A Roadmap to Net Zero Energy Commercial Buildings
Net zero energy buildings (NZEBs) are highly efficient, renewable energy fed buildings that generate as much or even more energy - in the form of heat, electricity, cooling, etc - as they consume. Making NZEBs a reality will require an average 60-70% reduction in building energy use, while maximizing natural heating, cooling and ventilating capacity. Such buildings will also likely require the use of technologies and designs that differ significantly from those in use today.
Developed by experts from within Johnson Controls in collaboration with the Institute for Building Efficiency (IBE), this issue brief provides a first look at what this transformation will require and is the basis for further work and analysis.
NZEBs represent a transformative shift in the built environment. Currently, buildings account for around 40% of primary energy consumption globally, emitting a similar percentage of worldwide greenhouse gas emissions. If a large share of global building emissions and energy use levels could be brought down to net zero levels, a number of worrying resource and ecosystem pressures could be mitigated substantially. Inspired by this potential, legislators in the United States (US) and in the European Union (EU) have agreed a set of targets for NZEBs for the coming decades:
US: net zero energy for all new commercial buildings by 2030;
EU: nearly1 zero energy by 2018 for all new public buildings, and by 2020 for all new buildings.
As the issue brief highlights, the technologies and innovations exist already to make these targets achievable. Complexities do surround the deployment of NZEBs at economy wide scale, however.
Experts convened by the IBE for a workshop on NZEBs in Brussels on 14 September 20112 pointed in particular to policy uncertainties: the basic definitions, boundary conditions, measurement metrics and other components for a robust NZEB regulatory framework are either incomplete or missing in most countries. In addition, barriers to technology integration, as well as cost and financing concerns, are important challenges that need to be addressed.

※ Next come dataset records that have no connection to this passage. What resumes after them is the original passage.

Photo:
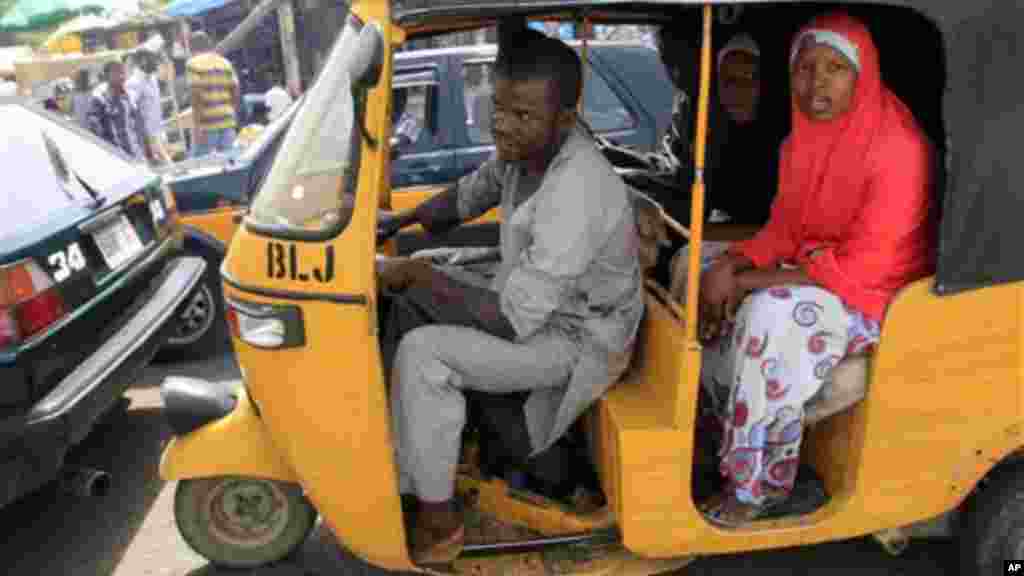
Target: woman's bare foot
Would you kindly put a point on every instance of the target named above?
(726, 509)
(438, 534)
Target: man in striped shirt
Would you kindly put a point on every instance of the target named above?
(215, 97)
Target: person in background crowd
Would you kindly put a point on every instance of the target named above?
(215, 97)
(113, 115)
(144, 89)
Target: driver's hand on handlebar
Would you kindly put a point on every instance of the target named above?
(388, 223)
(395, 275)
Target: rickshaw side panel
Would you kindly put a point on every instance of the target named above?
(236, 445)
(642, 456)
(325, 403)
(944, 404)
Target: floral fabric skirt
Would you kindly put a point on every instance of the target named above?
(778, 354)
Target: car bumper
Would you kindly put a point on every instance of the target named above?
(34, 444)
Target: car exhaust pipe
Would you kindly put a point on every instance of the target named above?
(86, 483)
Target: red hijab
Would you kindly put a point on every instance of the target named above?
(855, 191)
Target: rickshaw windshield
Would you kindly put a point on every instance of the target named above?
(311, 184)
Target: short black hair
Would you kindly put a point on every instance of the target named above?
(201, 41)
(527, 54)
(109, 67)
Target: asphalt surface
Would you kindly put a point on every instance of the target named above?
(131, 531)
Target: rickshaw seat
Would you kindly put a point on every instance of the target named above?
(846, 386)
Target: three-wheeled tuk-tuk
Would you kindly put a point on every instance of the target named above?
(923, 438)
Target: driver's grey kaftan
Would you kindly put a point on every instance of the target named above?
(569, 283)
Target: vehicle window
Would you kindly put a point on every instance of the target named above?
(603, 110)
(311, 183)
(272, 130)
(479, 86)
(414, 112)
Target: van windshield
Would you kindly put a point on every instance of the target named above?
(311, 183)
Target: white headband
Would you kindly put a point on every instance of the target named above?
(830, 39)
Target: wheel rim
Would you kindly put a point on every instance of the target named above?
(196, 319)
(247, 513)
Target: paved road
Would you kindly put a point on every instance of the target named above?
(131, 531)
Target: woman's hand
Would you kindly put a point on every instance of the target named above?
(718, 290)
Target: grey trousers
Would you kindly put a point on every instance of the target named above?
(432, 365)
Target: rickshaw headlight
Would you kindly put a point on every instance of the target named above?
(265, 326)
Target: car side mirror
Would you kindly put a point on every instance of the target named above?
(396, 147)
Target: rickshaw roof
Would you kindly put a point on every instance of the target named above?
(982, 186)
(413, 12)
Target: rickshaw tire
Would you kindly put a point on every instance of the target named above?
(992, 528)
(215, 337)
(193, 509)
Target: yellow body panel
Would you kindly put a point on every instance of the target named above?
(218, 222)
(326, 403)
(236, 445)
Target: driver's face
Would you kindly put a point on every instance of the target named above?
(525, 119)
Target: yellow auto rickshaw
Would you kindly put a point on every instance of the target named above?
(921, 439)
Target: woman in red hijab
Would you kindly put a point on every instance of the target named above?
(851, 224)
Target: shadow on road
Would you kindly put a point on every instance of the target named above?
(51, 532)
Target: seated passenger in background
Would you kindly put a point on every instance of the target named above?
(742, 172)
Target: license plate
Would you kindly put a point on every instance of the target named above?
(118, 242)
(158, 210)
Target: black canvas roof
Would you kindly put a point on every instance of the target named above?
(981, 112)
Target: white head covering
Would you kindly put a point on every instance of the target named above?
(828, 38)
(738, 43)
(278, 99)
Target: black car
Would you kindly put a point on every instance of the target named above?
(92, 279)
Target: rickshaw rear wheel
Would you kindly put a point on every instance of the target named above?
(238, 522)
(993, 523)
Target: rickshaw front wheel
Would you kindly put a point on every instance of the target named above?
(992, 528)
(238, 522)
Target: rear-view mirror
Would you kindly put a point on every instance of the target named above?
(369, 58)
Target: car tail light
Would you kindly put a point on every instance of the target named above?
(30, 302)
(265, 326)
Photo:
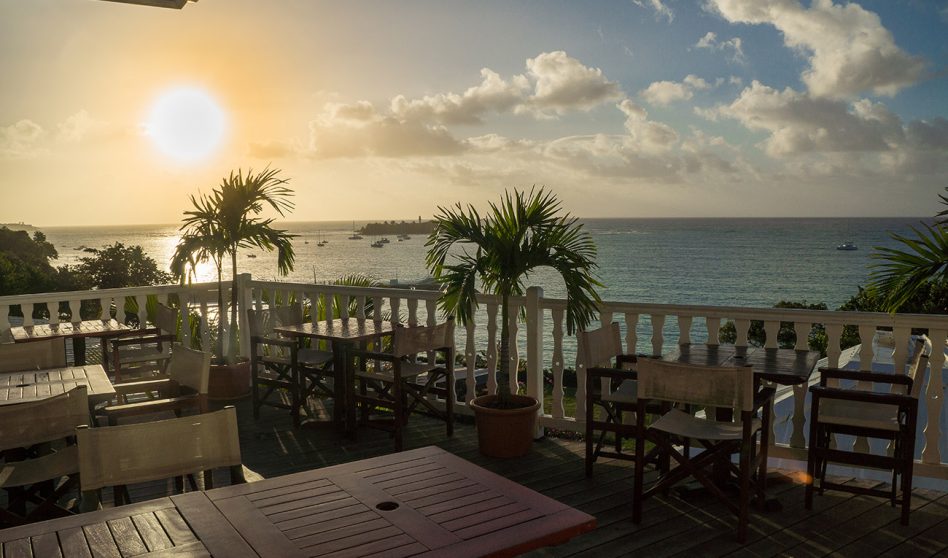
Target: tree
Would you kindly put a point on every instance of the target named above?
(902, 274)
(117, 265)
(515, 238)
(226, 221)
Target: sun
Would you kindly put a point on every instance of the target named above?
(187, 124)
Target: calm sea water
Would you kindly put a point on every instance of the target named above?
(734, 262)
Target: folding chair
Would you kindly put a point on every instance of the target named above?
(185, 388)
(714, 388)
(402, 381)
(37, 452)
(890, 415)
(117, 456)
(279, 363)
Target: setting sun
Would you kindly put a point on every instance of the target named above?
(186, 123)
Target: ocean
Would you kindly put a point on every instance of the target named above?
(732, 262)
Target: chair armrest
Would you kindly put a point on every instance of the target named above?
(862, 375)
(820, 392)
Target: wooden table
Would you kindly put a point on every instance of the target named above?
(77, 331)
(31, 385)
(781, 366)
(422, 502)
(184, 525)
(343, 333)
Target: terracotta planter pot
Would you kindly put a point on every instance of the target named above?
(505, 432)
(229, 381)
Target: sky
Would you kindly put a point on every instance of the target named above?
(116, 114)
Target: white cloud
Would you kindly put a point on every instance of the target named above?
(666, 92)
(848, 49)
(734, 45)
(661, 10)
(20, 140)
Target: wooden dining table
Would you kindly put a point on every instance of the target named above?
(32, 385)
(423, 502)
(77, 331)
(343, 333)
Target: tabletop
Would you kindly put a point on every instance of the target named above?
(184, 525)
(420, 502)
(346, 330)
(86, 328)
(31, 385)
(782, 366)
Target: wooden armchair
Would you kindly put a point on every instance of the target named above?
(36, 355)
(184, 388)
(712, 387)
(611, 387)
(279, 363)
(117, 456)
(145, 353)
(400, 382)
(890, 415)
(36, 451)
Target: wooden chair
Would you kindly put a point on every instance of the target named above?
(279, 363)
(852, 411)
(36, 452)
(401, 382)
(712, 387)
(610, 386)
(145, 353)
(36, 355)
(117, 456)
(185, 388)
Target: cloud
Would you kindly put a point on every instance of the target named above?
(661, 10)
(733, 45)
(564, 84)
(20, 140)
(848, 50)
(666, 92)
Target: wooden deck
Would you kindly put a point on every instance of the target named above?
(693, 525)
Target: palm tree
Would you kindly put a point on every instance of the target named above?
(500, 251)
(903, 273)
(227, 220)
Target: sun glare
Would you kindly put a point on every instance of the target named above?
(187, 124)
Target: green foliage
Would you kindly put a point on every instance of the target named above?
(500, 251)
(117, 265)
(228, 219)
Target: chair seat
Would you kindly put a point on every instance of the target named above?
(859, 413)
(626, 393)
(409, 370)
(680, 423)
(54, 465)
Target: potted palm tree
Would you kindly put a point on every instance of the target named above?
(499, 251)
(215, 229)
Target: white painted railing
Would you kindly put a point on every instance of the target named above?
(541, 339)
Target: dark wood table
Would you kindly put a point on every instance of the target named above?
(186, 525)
(31, 385)
(424, 502)
(781, 366)
(77, 331)
(343, 333)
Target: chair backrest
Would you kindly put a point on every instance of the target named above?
(599, 346)
(712, 386)
(166, 319)
(190, 368)
(33, 422)
(120, 455)
(35, 355)
(917, 365)
(407, 341)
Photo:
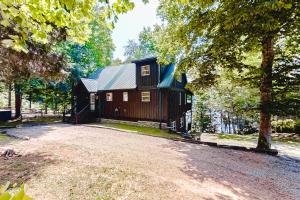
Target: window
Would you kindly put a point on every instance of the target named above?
(92, 101)
(146, 96)
(109, 96)
(125, 96)
(180, 98)
(181, 122)
(188, 99)
(145, 70)
(173, 125)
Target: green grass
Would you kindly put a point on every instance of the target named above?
(251, 137)
(3, 137)
(276, 138)
(144, 130)
(12, 124)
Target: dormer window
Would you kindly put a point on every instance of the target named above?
(145, 70)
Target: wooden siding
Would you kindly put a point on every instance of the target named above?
(82, 95)
(147, 82)
(175, 110)
(134, 109)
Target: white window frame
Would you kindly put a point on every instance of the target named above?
(173, 125)
(180, 98)
(145, 70)
(146, 96)
(109, 96)
(92, 101)
(125, 96)
(189, 99)
(181, 122)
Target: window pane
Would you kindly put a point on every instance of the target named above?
(145, 70)
(109, 96)
(125, 96)
(145, 96)
(92, 101)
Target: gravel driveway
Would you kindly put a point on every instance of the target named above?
(63, 161)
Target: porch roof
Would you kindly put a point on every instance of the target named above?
(112, 78)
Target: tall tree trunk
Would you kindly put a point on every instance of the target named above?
(30, 99)
(9, 96)
(265, 130)
(18, 101)
(221, 121)
(229, 123)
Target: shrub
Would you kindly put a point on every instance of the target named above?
(284, 126)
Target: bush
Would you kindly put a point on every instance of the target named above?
(247, 130)
(284, 126)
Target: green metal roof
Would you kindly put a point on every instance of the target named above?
(168, 77)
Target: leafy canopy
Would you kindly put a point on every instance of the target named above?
(144, 47)
(39, 20)
(204, 34)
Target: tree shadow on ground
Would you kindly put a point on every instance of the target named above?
(35, 131)
(245, 175)
(21, 169)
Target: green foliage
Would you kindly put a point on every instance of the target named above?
(144, 130)
(41, 21)
(96, 52)
(204, 35)
(234, 104)
(5, 195)
(284, 126)
(144, 47)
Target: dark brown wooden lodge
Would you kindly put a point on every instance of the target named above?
(139, 91)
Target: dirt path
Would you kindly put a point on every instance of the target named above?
(77, 162)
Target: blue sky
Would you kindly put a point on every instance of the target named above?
(131, 24)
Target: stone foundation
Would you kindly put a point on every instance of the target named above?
(149, 124)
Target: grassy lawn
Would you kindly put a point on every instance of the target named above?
(13, 124)
(144, 130)
(292, 139)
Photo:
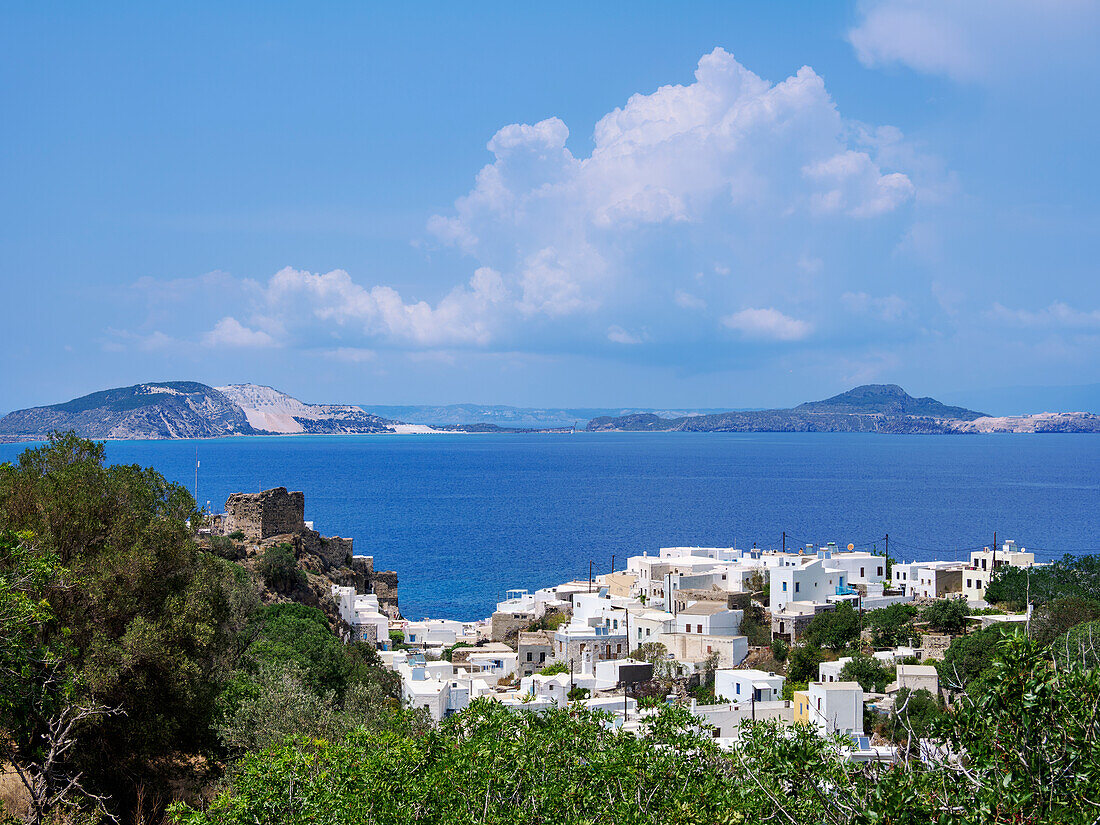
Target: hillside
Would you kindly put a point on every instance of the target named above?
(272, 410)
(888, 399)
(163, 409)
(868, 408)
(186, 409)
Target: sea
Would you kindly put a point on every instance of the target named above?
(462, 518)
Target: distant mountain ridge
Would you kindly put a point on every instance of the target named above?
(869, 408)
(516, 417)
(169, 409)
(888, 399)
(173, 409)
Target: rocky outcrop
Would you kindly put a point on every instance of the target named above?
(277, 517)
(271, 410)
(884, 408)
(163, 409)
(262, 515)
(187, 409)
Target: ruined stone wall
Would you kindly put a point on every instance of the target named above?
(384, 585)
(262, 515)
(506, 626)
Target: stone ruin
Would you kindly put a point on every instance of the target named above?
(276, 516)
(263, 515)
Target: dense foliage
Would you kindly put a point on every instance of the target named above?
(141, 620)
(835, 629)
(892, 626)
(1073, 575)
(871, 674)
(1033, 755)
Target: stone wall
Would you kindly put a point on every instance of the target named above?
(384, 585)
(262, 515)
(536, 651)
(506, 626)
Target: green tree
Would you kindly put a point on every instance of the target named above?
(891, 626)
(946, 615)
(869, 672)
(279, 569)
(802, 663)
(1078, 647)
(913, 717)
(970, 658)
(834, 629)
(780, 650)
(143, 622)
(1054, 618)
(1071, 576)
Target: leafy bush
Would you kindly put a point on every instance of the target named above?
(946, 615)
(834, 629)
(891, 626)
(1054, 618)
(279, 570)
(871, 674)
(779, 650)
(224, 547)
(914, 716)
(1073, 575)
(970, 658)
(802, 663)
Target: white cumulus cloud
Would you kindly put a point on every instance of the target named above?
(704, 157)
(1058, 315)
(617, 334)
(985, 41)
(231, 332)
(768, 325)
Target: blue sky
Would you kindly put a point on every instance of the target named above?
(712, 205)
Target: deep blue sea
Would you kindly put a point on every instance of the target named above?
(462, 518)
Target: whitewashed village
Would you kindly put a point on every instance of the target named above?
(705, 627)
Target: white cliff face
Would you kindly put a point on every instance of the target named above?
(268, 409)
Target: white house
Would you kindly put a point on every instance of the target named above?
(747, 685)
(707, 618)
(833, 707)
(810, 581)
(360, 611)
(433, 633)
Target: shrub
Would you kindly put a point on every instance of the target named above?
(946, 615)
(780, 650)
(279, 570)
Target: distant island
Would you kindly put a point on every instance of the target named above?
(868, 408)
(175, 409)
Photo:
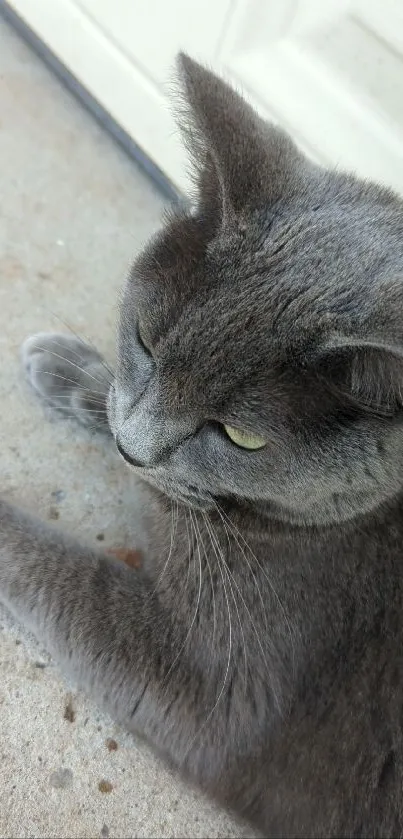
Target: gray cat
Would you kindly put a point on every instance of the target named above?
(258, 392)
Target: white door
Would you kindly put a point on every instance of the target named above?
(329, 71)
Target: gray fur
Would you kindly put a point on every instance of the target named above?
(260, 649)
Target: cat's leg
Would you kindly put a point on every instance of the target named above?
(69, 375)
(106, 625)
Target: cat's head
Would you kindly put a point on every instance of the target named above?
(261, 334)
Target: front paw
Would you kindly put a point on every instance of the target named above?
(69, 374)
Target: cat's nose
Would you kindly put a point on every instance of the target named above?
(128, 457)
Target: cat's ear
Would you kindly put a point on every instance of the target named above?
(367, 372)
(242, 161)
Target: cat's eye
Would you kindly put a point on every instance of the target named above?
(243, 439)
(141, 340)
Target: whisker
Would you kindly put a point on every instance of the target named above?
(272, 587)
(196, 524)
(256, 634)
(80, 338)
(93, 401)
(174, 522)
(188, 634)
(70, 381)
(211, 712)
(229, 575)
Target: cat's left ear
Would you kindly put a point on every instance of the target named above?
(242, 161)
(368, 371)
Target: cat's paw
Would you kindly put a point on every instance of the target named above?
(69, 375)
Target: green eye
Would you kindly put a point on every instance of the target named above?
(244, 439)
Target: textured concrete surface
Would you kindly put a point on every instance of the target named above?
(73, 210)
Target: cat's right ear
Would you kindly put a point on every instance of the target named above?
(242, 162)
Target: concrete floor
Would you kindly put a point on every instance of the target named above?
(73, 211)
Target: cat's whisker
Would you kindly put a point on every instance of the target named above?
(221, 692)
(84, 339)
(72, 363)
(229, 575)
(272, 587)
(174, 522)
(90, 399)
(189, 632)
(70, 381)
(230, 528)
(189, 551)
(205, 554)
(258, 638)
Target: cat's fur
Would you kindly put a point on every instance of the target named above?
(261, 648)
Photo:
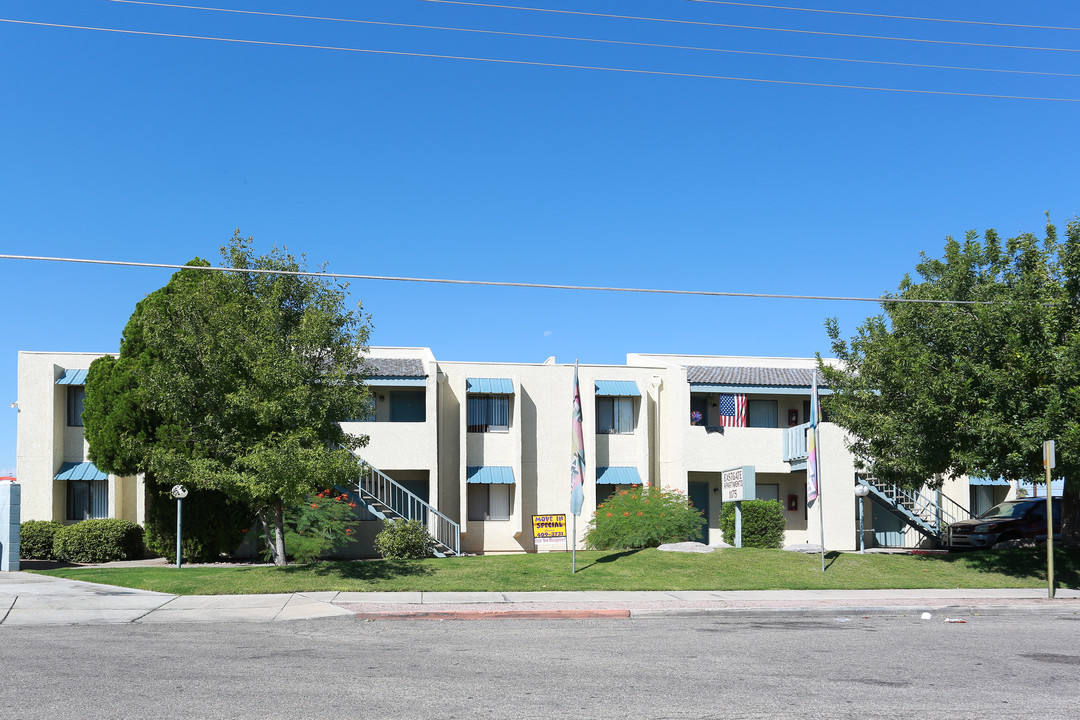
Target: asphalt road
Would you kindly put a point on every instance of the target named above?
(1023, 666)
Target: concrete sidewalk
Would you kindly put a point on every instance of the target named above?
(30, 599)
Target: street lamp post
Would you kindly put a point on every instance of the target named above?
(179, 492)
(861, 492)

1 Agreed in 2009 and 2010 as part of the negotiations over the EU’s revised framework building efficiency law – the Energy Performance of Buildings Directive (EPBD) – the term ‘nearly’ reflects a political compromise agreed between supporters of net zero energy targets and proponents of a less ambitious target. While the precise definition of nearly zero will be established by individual EU countries over the course of the next year, in practice the term means that a small amount of non renewable energy use will be permitted in buildings carrying a nearly zero energy distinction.
2 The workshop featured representatives from the International Energy Agency (IEA), the European Commission, the Buildings Performance Institute Europe (BPIE), the Energy Efficient Buildings European Initiative (E2BA), the Climate Group and others.